This is the mail archive of the
gcc-bugs@gcc.gnu.org
mailing list for the GCC project.
[Bug target/82498] Missed optimization for x86 rotate instruction
- From: "jakub at gcc dot gnu.org" <gcc-bugzilla at gcc dot gnu dot org>
- To: gcc-bugs at gcc dot gnu dot org
- Date: Wed, 11 Oct 2017 17:17:35 +0000
- Subject: [Bug target/82498] Missed optimization for x86 rotate instruction
- Auto-submitted: auto-generated
- References: <bug-82498-4@http.gcc.gnu.org/bugzilla/>
https://gcc.gnu.org/bugzilla/show_bug.cgi?id=82498
--- Comment #4 from Jakub Jelinek <jakub at gcc dot gnu.org> ---
Two further cases:
unsigned
f10 (unsigned x, unsigned char y)
{
y %= __CHAR_BIT__ * __SIZEOF_INT__;
return (x << y) | (x >> (-y & ((__CHAR_BIT__ * __SIZEOF_INT__) - 1)));
}
unsigned
f11 (unsigned x, unsigned short y)
{
y %= __CHAR_BIT__ * __SIZEOF_INT__;
return (x << y) | (x >> (-y & ((__CHAR_BIT__ * __SIZEOF_INT__) - 1)));
}
On f11 GCC generates also efficient code, on f10 useless &.

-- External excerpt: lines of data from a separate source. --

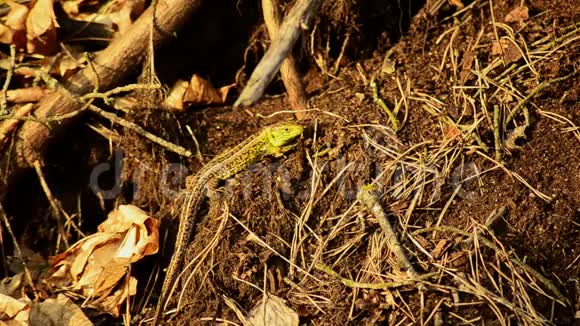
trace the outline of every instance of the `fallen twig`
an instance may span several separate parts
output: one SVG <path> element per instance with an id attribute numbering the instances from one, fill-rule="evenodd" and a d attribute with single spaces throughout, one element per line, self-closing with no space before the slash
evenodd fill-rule
<path id="1" fill-rule="evenodd" d="M 357 281 L 353 281 L 353 280 L 348 279 L 348 278 L 344 278 L 344 277 L 340 276 L 340 274 L 338 274 L 337 272 L 332 270 L 332 268 L 330 268 L 329 266 L 324 265 L 323 263 L 320 263 L 320 262 L 316 263 L 314 265 L 314 267 L 317 270 L 338 279 L 342 284 L 344 284 L 348 287 L 359 288 L 359 289 L 380 290 L 380 289 L 396 288 L 396 287 L 401 287 L 401 286 L 405 286 L 405 285 L 413 285 L 413 284 L 417 283 L 418 281 L 427 280 L 427 279 L 437 275 L 437 273 L 428 273 L 428 274 L 423 274 L 423 275 L 416 275 L 413 278 L 401 280 L 401 281 L 393 281 L 393 282 L 385 282 L 385 283 L 364 283 L 364 282 L 357 282 Z"/>
<path id="2" fill-rule="evenodd" d="M 288 53 L 298 40 L 300 30 L 308 26 L 314 13 L 322 0 L 298 0 L 292 10 L 284 19 L 278 37 L 272 42 L 270 48 L 258 63 L 252 73 L 248 85 L 242 91 L 234 107 L 240 105 L 251 105 L 264 94 L 266 86 L 270 84 L 274 75 L 280 69 L 282 61 L 288 56 Z"/>
<path id="3" fill-rule="evenodd" d="M 78 111 L 83 106 L 78 97 L 94 92 L 97 84 L 98 92 L 105 92 L 117 86 L 143 62 L 149 38 L 152 37 L 156 47 L 173 39 L 175 31 L 188 21 L 189 16 L 201 2 L 201 0 L 154 1 L 154 6 L 148 8 L 123 35 L 114 39 L 105 50 L 97 54 L 92 65 L 76 73 L 64 85 L 57 87 L 54 93 L 43 98 L 35 111 L 36 119 L 43 121 L 53 116 Z M 69 123 L 70 119 L 62 121 L 55 126 L 57 129 L 55 131 L 62 130 Z M 51 132 L 45 125 L 33 121 L 25 122 L 16 144 L 17 166 L 28 167 L 40 159 L 50 135 Z"/>
<path id="4" fill-rule="evenodd" d="M 20 250 L 20 245 L 18 244 L 18 241 L 16 241 L 14 232 L 12 232 L 12 227 L 10 226 L 10 222 L 8 221 L 8 217 L 6 216 L 6 212 L 4 211 L 4 206 L 2 206 L 2 203 L 0 203 L 0 217 L 2 218 L 2 222 L 4 222 L 4 226 L 6 226 L 8 234 L 10 234 L 10 237 L 12 238 L 12 244 L 14 245 L 14 255 L 22 262 L 22 266 L 24 267 L 24 274 L 26 275 L 26 281 L 34 293 L 34 298 L 38 300 L 38 298 L 40 298 L 39 292 L 34 286 L 34 281 L 32 280 L 32 274 L 30 274 L 30 270 L 28 267 L 26 267 L 26 261 L 22 257 L 22 250 Z"/>
<path id="5" fill-rule="evenodd" d="M 281 20 L 278 0 L 262 0 L 262 12 L 264 13 L 264 22 L 266 23 L 268 34 L 270 34 L 270 39 L 275 40 L 278 37 Z M 306 92 L 291 52 L 288 53 L 288 56 L 282 62 L 282 66 L 280 66 L 280 75 L 288 92 L 288 101 L 292 110 L 296 111 L 298 119 L 304 118 L 302 112 L 307 107 Z"/>
<path id="6" fill-rule="evenodd" d="M 189 150 L 187 150 L 179 145 L 175 145 L 173 143 L 170 143 L 167 140 L 162 139 L 158 136 L 155 136 L 154 134 L 148 132 L 147 130 L 143 129 L 143 127 L 139 126 L 138 124 L 136 124 L 134 122 L 120 118 L 120 117 L 116 116 L 115 114 L 113 114 L 111 112 L 107 112 L 105 110 L 102 110 L 94 105 L 89 105 L 88 109 L 89 109 L 89 111 L 97 113 L 100 116 L 107 118 L 114 123 L 118 123 L 125 128 L 129 128 L 129 129 L 135 131 L 136 133 L 149 139 L 150 141 L 156 143 L 157 145 L 163 146 L 163 147 L 167 148 L 168 150 L 170 150 L 176 154 L 179 154 L 179 155 L 185 156 L 185 157 L 190 157 L 191 155 L 193 155 L 191 153 L 191 151 L 189 151 Z"/>
<path id="7" fill-rule="evenodd" d="M 403 247 L 397 239 L 397 235 L 395 234 L 391 223 L 389 223 L 389 220 L 387 219 L 387 215 L 377 198 L 375 188 L 371 185 L 363 186 L 357 197 L 358 200 L 362 202 L 363 205 L 379 220 L 379 224 L 387 237 L 387 246 L 393 253 L 395 253 L 395 256 L 397 256 L 399 268 L 404 268 L 411 277 L 418 277 L 419 273 L 417 273 L 407 258 L 407 255 L 405 255 Z"/>

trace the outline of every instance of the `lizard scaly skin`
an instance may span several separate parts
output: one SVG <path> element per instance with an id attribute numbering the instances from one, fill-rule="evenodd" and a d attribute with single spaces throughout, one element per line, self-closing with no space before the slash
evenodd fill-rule
<path id="1" fill-rule="evenodd" d="M 175 250 L 167 268 L 161 288 L 161 297 L 155 310 L 155 325 L 161 322 L 165 304 L 169 299 L 177 271 L 196 224 L 198 211 L 206 197 L 208 184 L 225 180 L 261 161 L 266 156 L 280 156 L 289 151 L 294 141 L 302 134 L 303 127 L 295 123 L 279 123 L 264 128 L 259 134 L 249 137 L 241 144 L 226 150 L 208 162 L 188 184 L 188 196 L 182 210 Z"/>

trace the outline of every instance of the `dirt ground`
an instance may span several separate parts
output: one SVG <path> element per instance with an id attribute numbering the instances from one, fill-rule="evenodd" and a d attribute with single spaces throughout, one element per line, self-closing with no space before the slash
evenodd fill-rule
<path id="1" fill-rule="evenodd" d="M 208 200 L 170 302 L 180 306 L 171 324 L 242 324 L 239 315 L 260 303 L 264 290 L 307 325 L 580 321 L 580 6 L 526 1 L 523 14 L 520 2 L 473 1 L 463 9 L 456 2 L 413 2 L 382 12 L 370 1 L 345 5 L 342 16 L 340 8 L 323 6 L 319 27 L 337 19 L 336 30 L 313 34 L 314 48 L 305 37 L 297 50 L 310 98 L 300 121 L 306 130 L 285 157 L 238 174 Z M 350 39 L 341 54 L 345 35 Z M 250 48 L 257 57 L 256 46 Z M 232 82 L 224 73 L 239 68 L 232 60 L 223 70 L 212 62 L 206 73 L 219 70 L 214 82 Z M 371 79 L 397 130 L 374 98 Z M 267 98 L 247 108 L 129 117 L 195 149 L 190 125 L 206 163 L 260 128 L 294 119 L 281 85 L 275 81 Z M 119 198 L 99 204 L 86 187 L 91 168 L 112 155 L 109 141 L 85 125 L 70 131 L 77 139 L 48 154 L 48 180 L 65 209 L 75 211 L 81 198 L 87 230 L 119 203 L 160 218 L 162 254 L 134 267 L 140 299 L 132 314 L 146 318 L 181 208 L 165 195 L 159 176 L 170 163 L 190 173 L 203 163 L 116 130 L 113 143 L 124 152 Z M 386 284 L 417 275 L 399 270 L 377 218 L 357 200 L 369 183 L 417 275 L 431 276 Z M 32 216 L 32 225 L 42 225 L 50 208 L 24 195 L 36 191 L 31 185 L 33 177 L 14 185 L 5 209 L 14 220 Z M 42 228 L 16 223 L 15 231 L 32 249 L 54 246 Z"/>

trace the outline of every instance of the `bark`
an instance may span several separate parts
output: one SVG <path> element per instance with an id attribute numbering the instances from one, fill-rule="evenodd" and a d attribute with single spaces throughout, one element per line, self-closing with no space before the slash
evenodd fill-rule
<path id="1" fill-rule="evenodd" d="M 57 87 L 54 93 L 41 100 L 34 112 L 36 119 L 42 121 L 81 109 L 83 103 L 78 98 L 93 92 L 96 85 L 99 86 L 99 92 L 119 86 L 145 59 L 151 31 L 155 49 L 173 40 L 175 33 L 199 8 L 201 0 L 158 0 L 153 3 L 156 4 L 155 8 L 148 8 L 125 34 L 98 53 L 92 65 L 79 71 Z M 42 123 L 26 121 L 17 134 L 16 167 L 29 167 L 41 159 L 51 137 L 62 132 L 75 120 L 69 118 L 62 123 L 52 124 L 50 130 Z"/>

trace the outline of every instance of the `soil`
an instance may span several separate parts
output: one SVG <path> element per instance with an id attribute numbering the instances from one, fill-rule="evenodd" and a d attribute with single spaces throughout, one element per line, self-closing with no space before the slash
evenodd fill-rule
<path id="1" fill-rule="evenodd" d="M 475 1 L 465 3 L 467 9 L 460 10 L 445 3 L 432 13 L 434 3 L 413 2 L 404 11 L 393 8 L 404 17 L 400 18 L 401 24 L 394 26 L 392 21 L 386 23 L 385 18 L 393 12 L 385 10 L 373 16 L 369 13 L 372 5 L 368 4 L 369 7 L 360 10 L 353 4 L 344 9 L 350 10 L 344 16 L 337 16 L 333 10 L 323 11 L 320 28 L 331 26 L 333 18 L 348 17 L 336 23 L 333 33 L 352 32 L 352 43 L 347 46 L 336 73 L 326 73 L 317 66 L 304 45 L 302 61 L 311 109 L 301 121 L 306 131 L 285 157 L 268 158 L 238 174 L 222 185 L 221 196 L 208 200 L 186 259 L 198 265 L 195 271 L 189 267 L 189 273 L 179 283 L 178 293 L 183 297 L 174 296 L 171 301 L 172 307 L 178 300 L 180 304 L 180 312 L 172 317 L 171 323 L 210 324 L 224 320 L 239 323 L 235 310 L 244 315 L 249 312 L 262 300 L 264 288 L 285 299 L 300 316 L 301 324 L 577 323 L 578 34 L 569 44 L 549 53 L 549 59 L 534 57 L 538 60 L 534 64 L 537 74 L 526 68 L 519 52 L 514 57 L 503 54 L 504 60 L 514 60 L 511 63 L 524 67 L 520 73 L 510 75 L 510 82 L 505 84 L 513 87 L 517 98 L 505 95 L 505 89 L 494 84 L 503 78 L 509 64 L 490 69 L 486 76 L 478 77 L 474 71 L 483 71 L 502 55 L 492 54 L 495 33 L 501 37 L 509 35 L 507 31 L 511 29 L 519 44 L 526 44 L 527 51 L 533 51 L 544 44 L 540 42 L 544 37 L 556 42 L 570 32 L 573 24 L 576 25 L 571 28 L 578 29 L 580 7 L 574 1 L 558 4 L 529 1 L 525 2 L 528 18 L 506 22 L 506 16 L 518 4 Z M 494 29 L 492 16 L 508 28 Z M 366 35 L 365 22 L 388 33 Z M 348 29 L 349 26 L 356 28 Z M 319 38 L 323 42 L 327 37 L 331 44 L 332 51 L 320 52 L 330 70 L 344 40 L 344 35 L 331 34 L 320 34 Z M 371 37 L 373 41 L 369 40 Z M 505 51 L 509 50 L 508 46 Z M 391 51 L 388 58 L 395 64 L 392 74 L 381 73 L 387 51 Z M 203 57 L 212 60 L 207 54 Z M 236 61 L 239 57 L 226 57 L 231 54 L 222 56 L 229 61 L 217 80 L 227 80 L 224 71 L 232 76 L 237 69 L 233 67 L 239 67 Z M 168 66 L 165 69 L 174 69 Z M 190 66 L 188 69 L 194 69 Z M 215 62 L 211 66 L 219 69 Z M 248 63 L 245 69 L 251 71 L 251 66 Z M 570 74 L 570 78 L 548 85 L 529 100 L 525 105 L 530 113 L 525 135 L 517 138 L 518 146 L 508 148 L 504 142 L 498 159 L 492 123 L 494 107 L 505 110 L 502 115 L 505 118 L 542 82 Z M 378 95 L 387 107 L 400 108 L 397 119 L 402 127 L 396 132 L 373 100 L 367 84 L 371 77 L 376 79 Z M 484 77 L 489 77 L 481 82 L 485 84 L 481 88 L 484 95 L 467 88 L 480 86 L 478 80 Z M 117 146 L 124 153 L 124 192 L 102 205 L 85 182 L 91 167 L 114 159 L 107 150 L 108 141 L 97 139 L 86 126 L 78 126 L 70 133 L 84 136 L 62 141 L 48 154 L 46 173 L 55 195 L 62 199 L 65 210 L 73 212 L 81 198 L 86 219 L 83 228 L 88 232 L 119 203 L 138 205 L 161 219 L 162 234 L 169 232 L 168 240 L 162 243 L 162 255 L 148 258 L 134 269 L 140 296 L 153 290 L 149 308 L 156 303 L 161 282 L 152 289 L 146 286 L 147 280 L 152 271 L 166 266 L 170 259 L 173 249 L 170 239 L 174 239 L 175 217 L 181 208 L 160 189 L 161 171 L 169 163 L 179 162 L 189 173 L 195 173 L 211 157 L 262 127 L 294 119 L 288 100 L 283 94 L 280 96 L 282 89 L 281 82 L 275 81 L 268 96 L 248 108 L 225 106 L 195 112 L 129 115 L 169 141 L 196 148 L 185 129 L 190 125 L 204 162 L 197 157 L 184 160 L 130 130 L 119 128 L 121 139 Z M 481 96 L 486 99 L 485 107 L 481 105 Z M 471 99 L 474 102 L 469 102 Z M 559 118 L 550 118 L 550 114 Z M 511 137 L 510 133 L 516 126 L 524 125 L 525 120 L 523 113 L 516 114 L 517 125 L 506 124 L 501 138 Z M 447 124 L 448 121 L 456 124 Z M 479 139 L 474 140 L 471 132 L 459 125 L 470 126 L 477 121 L 473 134 Z M 87 164 L 78 164 L 79 161 Z M 69 182 L 71 175 L 76 183 Z M 424 288 L 415 285 L 391 290 L 357 288 L 314 268 L 315 262 L 323 262 L 343 278 L 361 283 L 404 279 L 386 248 L 376 218 L 356 200 L 358 189 L 372 181 L 376 182 L 382 195 L 381 206 L 411 263 L 419 273 L 436 274 L 422 283 Z M 172 189 L 183 186 L 176 181 Z M 31 221 L 15 223 L 15 232 L 28 247 L 46 253 L 46 248 L 54 246 L 50 232 L 30 227 L 45 223 L 45 214 L 50 209 L 41 197 L 30 199 L 25 194 L 41 193 L 36 187 L 33 176 L 23 177 L 7 193 L 5 209 L 13 221 Z M 25 202 L 28 204 L 22 205 Z M 505 214 L 498 222 L 484 227 L 500 208 L 506 209 Z M 466 237 L 452 231 L 417 233 L 436 225 L 476 234 L 474 244 L 461 246 L 459 242 Z M 479 237 L 495 243 L 496 249 L 482 244 Z M 201 260 L 200 253 L 204 253 Z M 543 275 L 562 298 L 510 258 L 523 261 Z M 469 288 L 467 283 L 460 286 L 462 280 L 485 291 Z M 235 302 L 235 308 L 228 302 Z M 136 304 L 134 313 L 143 308 Z"/>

Guess the f10 case would be improved by addition of a
*<rotate_insn><mode>3_mask_1 define_insn_and_split (and similarly the
inefficient/nonportable f1 code would be slightly improved).
Looking at LLVM, f1/f3/f5 are worse in LLVM than in GCC, and in all cases
instead of cmov it uses branching; f7/f8/f9/f10/f11 all generate efficient code
though, so the same like GCC in case of f8 and f11.